The dye and heavy metal are two principal concomitant pollutants in industrial wastewaters, posing a serious threat to public health and the environment. Herein, we developed a novel strategy to convert banana peels into hierarchically porous carbon (BPCA) and porous carbon oxide (BPCAO) for the simultaneous removal of methylene blue (MB) and Co(II). The as-prepared carbons were systematically characterized by SEM, TEM, BET, FT-IR and XPS. Compared to BPCA, BPCAO showed a better adsorption performance due to its abundant surface oxygen-containing groups. In the mono-component systems, both MB and Co(II) adsorption onto BPCAO were well described by the pseudo-second-order and Langmuir models. The maximum adsorption capacities of MB and Co(II) were calculated to be 1303.54 and 122.39 mg/g at 298 K, respectively. In the binary system, the interaction between MB and Co(II) was determined and it depended on the initial concentration of Co(II). The adsorption mechanism of MB involved electrostatic interaction, π-π stacking and hydrogen-bonding while that of Co(II) was mainly ruled by the complexation and/or ion-exchange. This study indicated BPCAO could be a favorable biomass-derived adsorbent for the simultaneous removal of the dye and heavy metal.

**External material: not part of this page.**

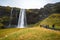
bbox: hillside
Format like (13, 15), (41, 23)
(40, 13), (60, 29)
(0, 27), (60, 40)
(0, 2), (60, 28)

染料和重金属是工业废水中的两种主要伴随污染物，对公众健康和环境构成了严重威胁。在这里，我们开发了一种新颖的策略，可以将香蕉皮转化为分级多孔碳（BPCA）和多孔碳氧化物（BPCAO），以同时去除亚甲基蓝（MB）和Co（II）。通过SEM，TEM，BET，FT-IR和XPS对制得的碳进行了系统表征。与BPCA相比，BPCAO由于其丰富的表面含氧基团而具有更好的吸附性能。在单组分系统中，MB和Co（II）在BPCAO上的吸附均通过拟二阶模型和Langmuir模型进行了很好的描述。MB和Co（II）在298 K时的最大吸附容量分别为1303.54和122.39 mg / g。在二进制系统中 测定了MB与Co（II）之间的相互作用，这取决于Co（II）的初始浓度。MB的吸附机理包括静电相互作用，π-π堆积和氢键结合，而Co（II）的吸附机理主要受络合和/或离子交换的影响。这项研究表明，BPCAO可能是一种有利的生物质衍生吸附剂，用于同时去除染料和重金属。